4.7.2019
„Was der Körper erinnert. Zur Aktualität des Tanzerbes“
Vorverkaufsstart und Programm der Veranstaltungsreihe
24. August bis 21. September 2019, Akademie der Künste, Hanseatenweg
Die einmonatige Veranstaltungsreihe der Akademie der Künste umfasst eine Ausstellung zur Tanzgeschichte des 20. Jahrhunderts mit Archivalien, ikonischen Fotografien und Filmausschnitten sowie Aufführungen von mehr als zwanzig aktuellen Tanzproduktionen, die das Erbe der Tanzmoderne zeitgenössisch fortschreiben. Der Vorverkauf startet ab sofort. Tickets können online, an den Empfängen der beiden Akademie-Standorte sowie an den bekannten Vorverkaufsstellen erworben werden.

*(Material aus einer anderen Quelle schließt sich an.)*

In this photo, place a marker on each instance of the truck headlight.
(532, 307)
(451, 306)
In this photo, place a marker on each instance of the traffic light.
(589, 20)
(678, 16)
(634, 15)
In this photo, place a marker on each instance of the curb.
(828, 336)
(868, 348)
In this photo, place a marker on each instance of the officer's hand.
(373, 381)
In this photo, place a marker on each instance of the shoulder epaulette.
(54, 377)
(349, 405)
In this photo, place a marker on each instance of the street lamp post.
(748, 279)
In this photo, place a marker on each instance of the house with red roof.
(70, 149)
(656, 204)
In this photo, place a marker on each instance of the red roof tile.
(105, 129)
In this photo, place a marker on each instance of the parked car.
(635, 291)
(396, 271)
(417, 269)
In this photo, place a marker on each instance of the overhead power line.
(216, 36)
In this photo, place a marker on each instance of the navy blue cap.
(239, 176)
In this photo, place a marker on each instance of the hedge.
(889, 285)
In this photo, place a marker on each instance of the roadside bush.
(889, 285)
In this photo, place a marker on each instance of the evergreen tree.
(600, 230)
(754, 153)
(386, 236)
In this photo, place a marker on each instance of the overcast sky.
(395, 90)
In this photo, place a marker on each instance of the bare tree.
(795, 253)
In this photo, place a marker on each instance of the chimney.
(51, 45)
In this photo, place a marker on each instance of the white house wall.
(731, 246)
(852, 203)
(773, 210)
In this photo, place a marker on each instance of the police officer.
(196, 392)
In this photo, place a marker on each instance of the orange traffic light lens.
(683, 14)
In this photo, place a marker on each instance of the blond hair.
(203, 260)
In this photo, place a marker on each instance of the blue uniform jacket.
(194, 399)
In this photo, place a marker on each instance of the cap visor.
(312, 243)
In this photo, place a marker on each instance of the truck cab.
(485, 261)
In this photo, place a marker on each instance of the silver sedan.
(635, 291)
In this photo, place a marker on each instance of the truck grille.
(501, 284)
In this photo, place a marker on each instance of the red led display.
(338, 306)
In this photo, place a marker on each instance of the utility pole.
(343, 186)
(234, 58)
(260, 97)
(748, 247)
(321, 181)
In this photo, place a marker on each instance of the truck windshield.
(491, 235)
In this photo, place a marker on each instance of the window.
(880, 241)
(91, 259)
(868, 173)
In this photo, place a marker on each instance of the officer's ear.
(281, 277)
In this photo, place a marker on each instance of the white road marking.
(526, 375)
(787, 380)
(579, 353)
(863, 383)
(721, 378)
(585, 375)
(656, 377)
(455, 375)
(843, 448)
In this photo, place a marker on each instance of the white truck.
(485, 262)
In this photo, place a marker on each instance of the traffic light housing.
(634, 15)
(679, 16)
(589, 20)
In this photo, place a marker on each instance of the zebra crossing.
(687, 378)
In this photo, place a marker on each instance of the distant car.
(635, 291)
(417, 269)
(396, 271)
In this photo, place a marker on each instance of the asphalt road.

Die zeitgenössische Tanzkunst schöpft aus einer reichen und kraftvollen Geschichte, deren Protagonistinnen und Protagonisten wie Isadora Duncan, Mary Wigman oder Valeska Gert für Emanzipation, die Befreiung aus Geschlechterrollen und Körperbildern, utopische Aufbrüche und politische Vereinnahmung, aber auch für gesellschaftlichen Widerstand stehen. Zusammen mit der Nachkriegsmoderne, mit dem Tanztheater in Deutschland, dem Butoh in Japan, dem Modern und Postmodern Dance in den USA oder dem zeitgenössischen Tanz in Frankreich und Belgien bilden sie das „Jahrhundert des Tanzes“, dem die Akademie der Künste eine Ausstellung, ein Festival, einen internationalen Campus für Tanz-Studierende und Alumni und ein Buch widmet. Die Aktualität des Tanzerbes gewinnt weltweit an Dynamik und Sichtbarkeit, in Deutschland vor allem durch die Aktivitäten von TANZFONDS ERBE in den letzten acht Jahren. Mit „Was der Körper erinnert“ wird das Erbe des Ausdruckstanzes, aber auch das von Merce Cunningham oder Tatsumi Hijikata bis hin zu Stücken von Anne Teresa De Keersmaeker und Xavier Le Roy als Beispiele für Gegenwartskunst aufgeführt.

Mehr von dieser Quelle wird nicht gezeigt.